Washington – For the second time in as many years, the U.S. Fish
and Wildlife Service has said timber wolves will be delisted in the
Midwest. The last delisting occurred in March 2007, but a federal
judge nullified that action last fall, ending a run of 18 months of
wolf management by the states of Michigan, Minnesota and
Wisconsin.

The USFWS reissued the delisting decision Jan. 14 “in order to
comply with the court’s concerns,” according to a press release.
States would take the helm 30 days after publication in the Federal
Register.

But that all changed last week when a new administration took
over the presidency. As one of his first actions, President Barack
Obama ordered that all pending regulations be reviewed by incoming
staff, including wolf delisting.

Frank Quimby, an Interior Department spokesman in Washington,
said last week that all federal agencies and departments were
instructed to freeze the current rule-making process, including
wolf delisting in the Midwest, as well as the Rocky Mountains.

“There could be one of three actions,” Quimby said. “It could
continue going forward, it could be modified, or it could not go
forward.”

Quimby said there’s no estimated timeframe for the review, but
that “it could take a while. There will be a formal review of the
rules, and a decision will be forthcoming,” he said.

Officials say such a review by a new presidential administration
isn’t new, nor is it that outgoing administrations attempt to push
through rules before leaving the office.

At the same time the USFWS announced delisting of wolves in the
Midwest, the agency delisted wolves in the northern Rocky
Mountains, except in the state of Wyoming, where wolves “will
continue to be protected by (the Endangered Species Act) due to a
lack of adequate regulatory mechanisms ensuring their protection
under state law,” the release states.

Federal officials provided details of the decision during a
teleconference earlier this month.

They said delisting this time will in essence be the same as the
plan in 2007. State agencies would assume management of the
species, but federal oversight would continue for five years,
during which time the USFWS would monitor wolves to ensure
populations don’t fall below established goals.

At the end of the five-year period, “the Service will decide if
relisting, continued monitoring, or ending Service monitoring is
appropriate,” the release states.

Currently, there are an estimated 4,000 wolves in the three
states that make up their primary range in the Midwest – Michigan
(about 520 wolves in the Upper Peninsula), Wisconsin (about 550
wolves), and Minnesota (about 3,000 wolves).
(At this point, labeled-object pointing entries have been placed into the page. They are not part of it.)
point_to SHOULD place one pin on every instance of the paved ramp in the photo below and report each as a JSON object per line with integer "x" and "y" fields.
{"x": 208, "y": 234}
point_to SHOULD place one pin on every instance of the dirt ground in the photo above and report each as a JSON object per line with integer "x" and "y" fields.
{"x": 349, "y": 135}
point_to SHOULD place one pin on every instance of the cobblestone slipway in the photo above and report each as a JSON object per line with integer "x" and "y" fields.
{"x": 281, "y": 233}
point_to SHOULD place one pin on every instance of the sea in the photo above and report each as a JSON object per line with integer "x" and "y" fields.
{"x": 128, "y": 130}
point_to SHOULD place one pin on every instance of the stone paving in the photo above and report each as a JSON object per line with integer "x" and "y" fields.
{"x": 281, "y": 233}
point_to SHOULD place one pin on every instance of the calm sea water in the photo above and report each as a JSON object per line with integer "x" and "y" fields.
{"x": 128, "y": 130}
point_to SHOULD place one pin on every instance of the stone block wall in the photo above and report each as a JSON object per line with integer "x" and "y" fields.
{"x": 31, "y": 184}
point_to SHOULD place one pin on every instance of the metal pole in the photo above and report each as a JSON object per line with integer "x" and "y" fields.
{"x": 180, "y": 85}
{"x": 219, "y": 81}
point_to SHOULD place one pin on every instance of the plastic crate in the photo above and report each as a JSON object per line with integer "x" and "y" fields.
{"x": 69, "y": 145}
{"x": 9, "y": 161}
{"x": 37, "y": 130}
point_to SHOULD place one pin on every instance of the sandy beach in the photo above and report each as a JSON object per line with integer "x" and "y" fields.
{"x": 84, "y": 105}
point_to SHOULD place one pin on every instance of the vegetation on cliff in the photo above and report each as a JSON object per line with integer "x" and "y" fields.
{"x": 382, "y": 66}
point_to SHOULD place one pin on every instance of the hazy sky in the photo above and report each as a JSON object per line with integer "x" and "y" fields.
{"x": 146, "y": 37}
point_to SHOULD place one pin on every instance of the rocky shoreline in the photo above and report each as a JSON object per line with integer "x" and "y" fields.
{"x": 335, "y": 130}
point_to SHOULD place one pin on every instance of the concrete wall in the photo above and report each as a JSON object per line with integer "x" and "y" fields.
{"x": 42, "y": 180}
The federal “recovery”
goal in Minnesota is between 1,250 and 1,400 wolves; it’s 100
wolves in the states of Wisconsin and Michigan. Each of the three
states has management plans for the species.

The USFWS says it has determined the plans are appropriate for
long-term management of wolves.

According to the USFWS press release: “They address issues such
as protective regulations, control of problem animals, possible
hunting and trapping seasons, and the long-term health of the wolf
population …”

The western Great Lakes “distinct population segment” also
includes several states “in which wolf packs may become established
in the future.” Those states are North Dakota, South Dakota, Iowa,
Illinois, Indiana, and Ohio.

Delisting will enable the states of Michigan and Wisconsin to
deal with problem wolves, and also allow citizens to kill wolves
that threaten life or property.

“Relisting” of wolves occurred in September 2008 following a
ruling by U.S. District Court Judge Paul Friedman, prompted by a
lawsuit brought by the Humane Society of the United States and
other animals rights organizations.

Following the ruling, the USFWS “re-examined its legal
authorization to simultaneously identify and delist a population of
wolves in the western Great Lakes,” the press release states.

Ed Bangs, gray wolf recovery coordinator for the USFWS, said
federal aid would remain in place for states once they assume
management of wolves.

For example, the USDA Wildlife Services officials would be
available to help state officials deal with wolves problems, and
would assist in trapping or killing problematic wolves.

In the early 1970s, the wolf population in the Midwest consisted
of a few hundred wolves in Minnesota.